Abstract

U.S. journalist Katherine Mayo's Mother India sparked protests and debates across three continents when it was published in 1927. An imperialist polemic against Indian self-rule thinly disguised as a journalistic exposé, Mother India claimed to reveal “the truth about the sex life, child marriages, hygiene, cruelty, religious customs, of one-sixth of the world's population.” Mayo's muckraking journalism thus set out to dispel U.S. fascination with Indian culture and Hindu spirituality, exploiting Indian subaltern female suffering to justify both the continued British rule of India and the continued exclusion of Indians from U.S. citizenship. Through readings of Mother India and Mayo’s other writings, this essay suggests that Mayo maps the domestic issue of immigration onto the international terrain of imperialism to solidify a nativist nationalism.

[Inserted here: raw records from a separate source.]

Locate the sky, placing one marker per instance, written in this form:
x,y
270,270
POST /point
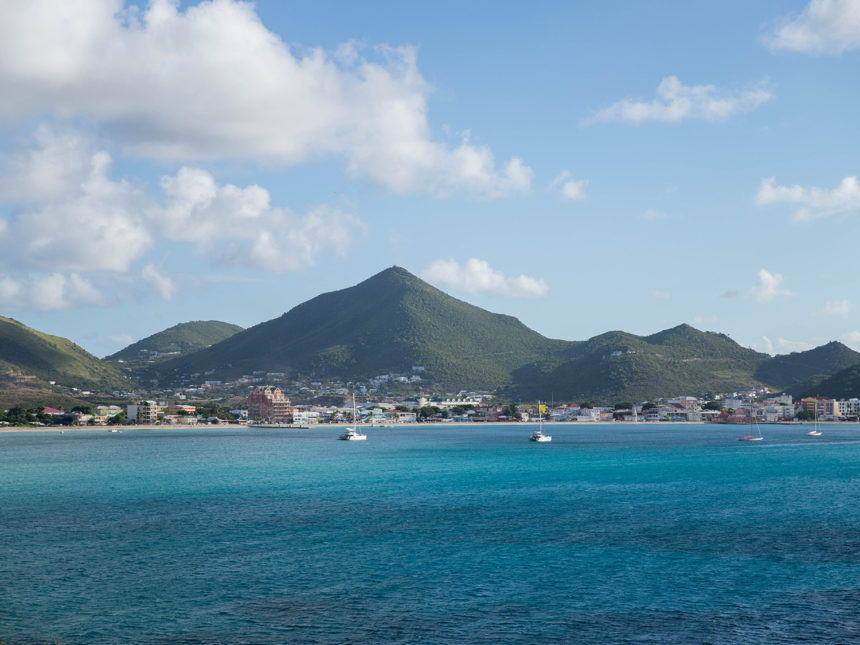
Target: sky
x,y
583,166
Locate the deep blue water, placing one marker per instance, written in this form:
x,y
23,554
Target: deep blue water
x,y
611,533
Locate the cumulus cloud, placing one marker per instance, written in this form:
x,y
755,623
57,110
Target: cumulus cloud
x,y
567,187
120,340
162,283
652,215
676,102
701,320
211,82
823,27
852,339
785,346
769,287
477,276
814,202
836,307
48,292
70,217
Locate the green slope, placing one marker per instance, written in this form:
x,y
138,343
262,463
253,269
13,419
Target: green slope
x,y
183,338
618,366
844,384
393,321
799,371
51,358
388,323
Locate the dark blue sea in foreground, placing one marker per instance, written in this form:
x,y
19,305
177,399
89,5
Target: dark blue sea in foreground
x,y
611,533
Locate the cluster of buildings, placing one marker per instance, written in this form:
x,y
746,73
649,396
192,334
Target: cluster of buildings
x,y
268,404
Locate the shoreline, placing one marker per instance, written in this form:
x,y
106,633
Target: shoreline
x,y
242,426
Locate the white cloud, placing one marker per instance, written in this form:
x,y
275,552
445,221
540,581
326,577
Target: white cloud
x,y
162,283
814,202
290,242
852,339
83,220
701,320
785,346
652,215
769,287
211,82
476,276
567,187
120,340
47,292
69,215
676,102
823,27
836,308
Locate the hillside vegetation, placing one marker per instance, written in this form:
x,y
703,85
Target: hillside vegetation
x,y
394,321
388,323
180,339
26,351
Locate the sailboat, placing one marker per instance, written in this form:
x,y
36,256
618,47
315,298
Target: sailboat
x,y
352,434
538,435
755,431
815,432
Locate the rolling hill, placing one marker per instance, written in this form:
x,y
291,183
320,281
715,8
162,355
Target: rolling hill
x,y
844,384
799,371
394,321
618,366
26,352
388,323
180,340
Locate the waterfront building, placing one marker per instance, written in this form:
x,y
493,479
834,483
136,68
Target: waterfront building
x,y
269,404
143,412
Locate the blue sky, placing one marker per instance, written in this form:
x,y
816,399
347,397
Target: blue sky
x,y
582,166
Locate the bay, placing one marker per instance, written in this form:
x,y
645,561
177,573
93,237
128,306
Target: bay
x,y
611,533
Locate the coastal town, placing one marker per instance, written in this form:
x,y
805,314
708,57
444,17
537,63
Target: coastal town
x,y
267,405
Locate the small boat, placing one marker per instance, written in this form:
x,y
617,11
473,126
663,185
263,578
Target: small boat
x,y
755,431
538,435
352,434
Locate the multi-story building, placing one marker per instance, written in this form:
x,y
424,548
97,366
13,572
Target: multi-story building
x,y
849,407
269,404
143,412
821,406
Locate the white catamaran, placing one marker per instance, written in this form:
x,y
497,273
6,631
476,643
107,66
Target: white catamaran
x,y
538,434
352,434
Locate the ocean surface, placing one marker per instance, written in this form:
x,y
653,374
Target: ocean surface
x,y
609,534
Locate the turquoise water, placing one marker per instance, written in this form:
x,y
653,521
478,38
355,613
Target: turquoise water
x,y
618,533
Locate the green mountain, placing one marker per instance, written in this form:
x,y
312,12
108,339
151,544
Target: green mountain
x,y
25,352
386,324
799,371
394,321
618,366
845,384
180,340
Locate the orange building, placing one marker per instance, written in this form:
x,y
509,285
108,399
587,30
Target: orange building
x,y
270,405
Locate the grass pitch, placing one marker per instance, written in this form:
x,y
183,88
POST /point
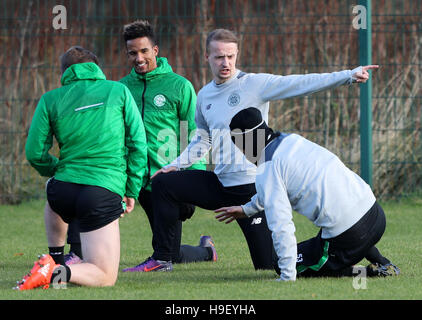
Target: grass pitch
x,y
232,277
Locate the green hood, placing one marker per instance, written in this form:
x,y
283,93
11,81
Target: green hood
x,y
163,67
164,99
82,71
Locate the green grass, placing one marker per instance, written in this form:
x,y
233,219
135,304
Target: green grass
x,y
22,238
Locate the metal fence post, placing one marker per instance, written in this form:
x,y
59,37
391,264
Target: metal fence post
x,y
365,58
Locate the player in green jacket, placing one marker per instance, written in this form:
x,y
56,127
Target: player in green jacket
x,y
167,104
96,178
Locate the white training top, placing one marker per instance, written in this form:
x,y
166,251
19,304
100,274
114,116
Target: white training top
x,y
300,175
218,103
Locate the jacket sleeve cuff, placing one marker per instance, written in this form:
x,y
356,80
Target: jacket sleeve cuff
x,y
355,70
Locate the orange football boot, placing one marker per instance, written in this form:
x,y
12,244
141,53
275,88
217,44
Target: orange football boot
x,y
40,274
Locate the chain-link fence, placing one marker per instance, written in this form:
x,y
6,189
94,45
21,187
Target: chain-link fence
x,y
277,36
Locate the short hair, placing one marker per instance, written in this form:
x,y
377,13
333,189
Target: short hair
x,y
76,54
139,29
222,35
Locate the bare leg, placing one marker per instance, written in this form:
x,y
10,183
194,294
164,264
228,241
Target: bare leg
x,y
101,251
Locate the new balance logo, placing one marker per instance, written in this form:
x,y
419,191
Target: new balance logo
x,y
44,270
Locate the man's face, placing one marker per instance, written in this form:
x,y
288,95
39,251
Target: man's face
x,y
222,59
142,54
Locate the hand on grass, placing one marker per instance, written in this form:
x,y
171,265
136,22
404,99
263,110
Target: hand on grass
x,y
164,170
130,204
229,214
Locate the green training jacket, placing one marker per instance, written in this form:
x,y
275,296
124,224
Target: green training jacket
x,y
99,131
167,103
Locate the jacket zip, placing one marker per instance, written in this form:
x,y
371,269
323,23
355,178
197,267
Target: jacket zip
x,y
143,115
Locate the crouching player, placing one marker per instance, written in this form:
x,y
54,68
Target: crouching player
x,y
297,174
98,176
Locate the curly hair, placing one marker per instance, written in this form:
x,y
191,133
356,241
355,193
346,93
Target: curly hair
x,y
139,29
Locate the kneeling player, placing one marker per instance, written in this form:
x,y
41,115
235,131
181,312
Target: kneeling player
x,y
295,173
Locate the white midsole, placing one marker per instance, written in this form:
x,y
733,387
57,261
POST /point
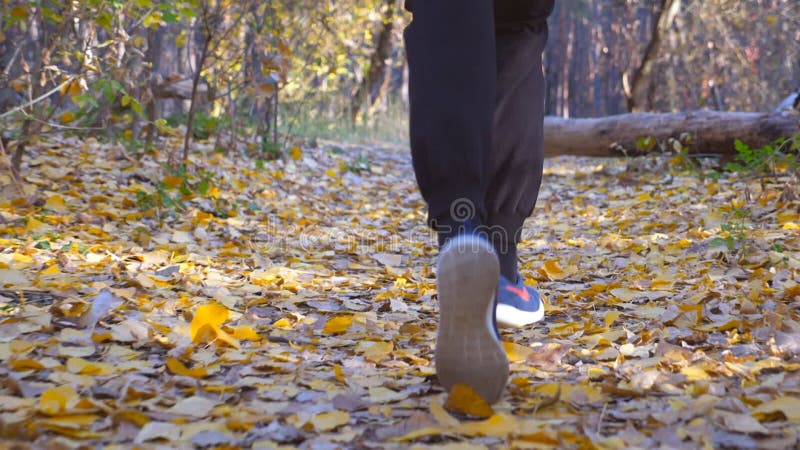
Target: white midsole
x,y
510,317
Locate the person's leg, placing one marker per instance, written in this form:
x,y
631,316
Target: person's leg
x,y
517,138
450,45
452,75
517,148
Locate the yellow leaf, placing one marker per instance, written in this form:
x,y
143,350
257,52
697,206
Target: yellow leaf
x,y
67,117
694,373
283,324
243,332
788,406
25,364
611,318
296,153
330,421
338,372
172,181
158,430
52,270
58,399
553,270
464,400
74,87
442,416
33,225
84,367
338,325
205,326
178,368
516,352
374,351
498,425
56,203
194,406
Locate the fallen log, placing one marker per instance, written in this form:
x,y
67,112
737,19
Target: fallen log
x,y
702,132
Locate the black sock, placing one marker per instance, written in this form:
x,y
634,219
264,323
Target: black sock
x,y
508,261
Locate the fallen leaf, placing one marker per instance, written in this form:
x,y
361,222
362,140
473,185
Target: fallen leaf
x,y
158,431
329,421
789,407
464,400
195,406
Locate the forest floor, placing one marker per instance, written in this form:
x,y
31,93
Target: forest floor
x,y
293,303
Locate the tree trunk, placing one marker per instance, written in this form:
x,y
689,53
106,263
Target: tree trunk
x,y
636,91
372,87
701,131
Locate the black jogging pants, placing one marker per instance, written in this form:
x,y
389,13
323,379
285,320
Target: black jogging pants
x,y
476,93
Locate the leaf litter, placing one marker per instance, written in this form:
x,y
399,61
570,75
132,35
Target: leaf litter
x,y
294,304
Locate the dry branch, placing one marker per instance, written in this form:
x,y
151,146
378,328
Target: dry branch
x,y
708,132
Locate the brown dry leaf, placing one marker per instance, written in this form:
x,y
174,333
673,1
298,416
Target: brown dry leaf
x,y
463,399
329,421
789,407
261,324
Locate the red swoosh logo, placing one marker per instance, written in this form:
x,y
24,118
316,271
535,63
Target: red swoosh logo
x,y
523,293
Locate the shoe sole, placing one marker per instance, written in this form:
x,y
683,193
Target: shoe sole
x,y
467,348
510,317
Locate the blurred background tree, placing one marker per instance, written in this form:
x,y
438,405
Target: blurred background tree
x,y
251,74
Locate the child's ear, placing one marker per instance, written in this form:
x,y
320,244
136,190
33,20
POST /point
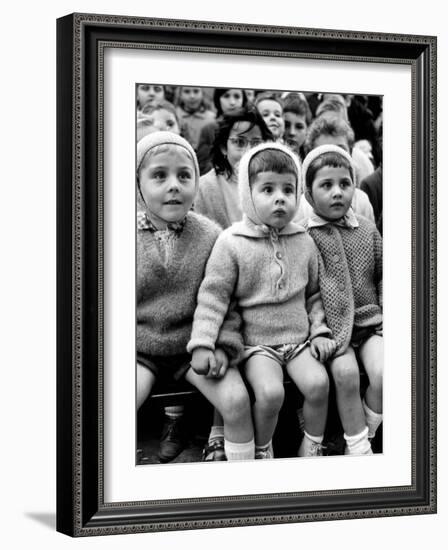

She draws on the scientific language of public health to argue that in a new era of global circulation of goods and bodies the United States must strengthen its borders to protect itself from the threat of disease Indian bodies contain. Imagining India as embodying a specifically sexual threat that must be kept in check, Mayo thus fashions a peculiarly U.S. version of imperial containment to segregate populations and police behaviors. By putting reproduction at the center of the question of sovereignty, however, she troubles reproductive practices at home as well as in India: her argument against Indian sovereignty ultimately rebounds upon U.S. women who similarly fail to fulfill their reproductive duties. Mayo's transnational optic thus reveals a United States in peril that can only be saved by a radically isolationist stance.